Al abrir la puerta secreta, Bridget encontró a Daphne Britter
concentrada en su lectura. Su madre sustituta se le antojaba una etérea
figura de mármol envuelta en satín; el de su falda que arrastraba
hasta el tapete y el de su brillante cabello verde jade. Entró despacio
preparada mentalmente para la llamada de atención que recibiría,
pero esta nunca llegó. Daphne la miró sin decir nada y volvió a la
lectura en su pantalla virtual.
—Mamá, discúlpame, me sentí un poco resfriada esta mañana —
mintió.
Esta vez, Daphne no levantó la vista, pero su silencio decía a gritos
que desaprobaba que no hubiera, al menos, avisado dónde estaba y,
por supuesto, la hizo sentir peor que si la hubiera reprendido.

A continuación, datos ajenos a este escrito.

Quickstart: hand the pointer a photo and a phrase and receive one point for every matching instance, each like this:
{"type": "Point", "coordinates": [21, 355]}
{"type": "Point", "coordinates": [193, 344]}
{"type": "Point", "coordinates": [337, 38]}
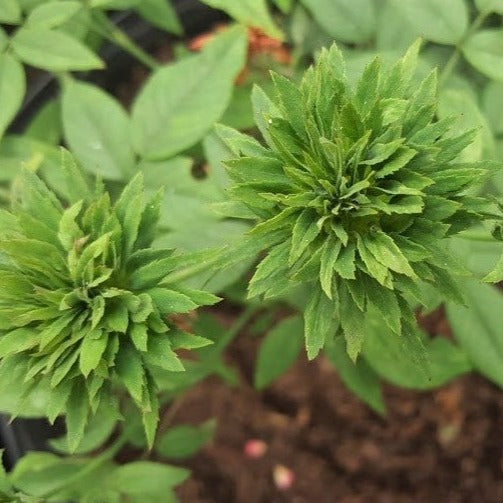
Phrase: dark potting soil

—¿Se encuentra Annie en casa?
Sin alterar su postura, Daphne señaló la puerta de la izquierda:
suspiró cuando la vio entrar en la habitación. Otra vez no había
tenido el coraje de corregirla. La quería más de lo debido, el estómago
se le achicaba de preocupación cada vez que llegaba tarde o con un
moretón nuevo.
Aunque la responsabilidad final de su educación no recaía en
su persona, pensaba que debería adoptar un rol más activo en esta.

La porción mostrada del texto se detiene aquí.